# Paramedic helped residents escape house fire



## NepoZnati (Apr 25, 2010)

*Paramedic recounts how he helped residents escape Mount Kisco house fire*


> Residents of a multi-family house that caught fire Thursday night have a paramedic to thank for breaking into the smoking structure and warning them that their lives were in danger.
> 
> The fire on Maple Avenue displaced four families, but Westchester EMS Paramedic Jeff Slotoroff prevented a potential catastrophe by kicking open doors and alerting residents.
> ...



*READ HERE*


----------



## Flight-LP (Apr 25, 2010)

Glad he was able to help and possibly save a life, but the decision to enter the house was stupid. Do we not teach our volunteer firefighters the basics about protective gear anymore?


----------



## nomofica (Apr 25, 2010)

Flight-LP said:


> Glad he was able to help and possibly save a life, but the decision to enter the house was stupid. Do we not teach our volunteer firefighters the basics about protective gear anymore?

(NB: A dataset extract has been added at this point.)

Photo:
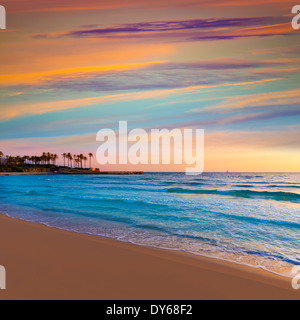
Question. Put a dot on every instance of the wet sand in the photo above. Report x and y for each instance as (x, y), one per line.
(46, 263)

Pretty sure that a vFF on duty as a medic and not firefighter at the time would not have said protective gear available. He didn't get hurt, and that's all that matters.


----------



## Bosco578 (Apr 26, 2010)

As they exited, firefighters were arriving. About 100 firefighters from several area departments brought the fire under control

Are they sure they had enough help.............:usa:


----------



## Foxbat (Apr 26, 2010)

Flight-LP said:


> Glad he was able to help and possibly save a life, but the decision to enter the house was stupid. Do we not teach our volunteer firefighters the basics about protective gear anymore?


I remember watching a short Russian documentary about fire service. There was a line in it I kinda liked:

_"There are strict rules which govern what firefighters can and cannot do on a fireground. Presumably, if all of these rules were followed, firefighter's job would be no more dangerous than, say, truck or bus driver's job. The problem is, sometimes you have to violate these rules"._


----------



## DrParasite (Apr 26, 2010)

Flight-LP said:


> Glad he was able to help and possibly save a life, but the decision to enter the house was stupid. Do we not teach our volunteer firefighters the basics about protective gear anymore?


well, considering cops do this ALL THE TIME, I don't see how it is any different.


----------



## lightsandsirens5 (Apr 27, 2010)

DrParasite said:


> well, considering cops do this ALL THE TIME, I don't see how it is any different.


 
Excellent point. Just because a house is burning does not mean that if you step in the door without turnouts on you will die or get roasted, it just increases the possibility that you will. And I'm guessing the house was not that involved when he entered. Maybe his decision was risky, but he weighed his options and made a choice. Apparently he made the right one and that is all that matters. Saving a life will always involve risk. Some are willing to take more than others.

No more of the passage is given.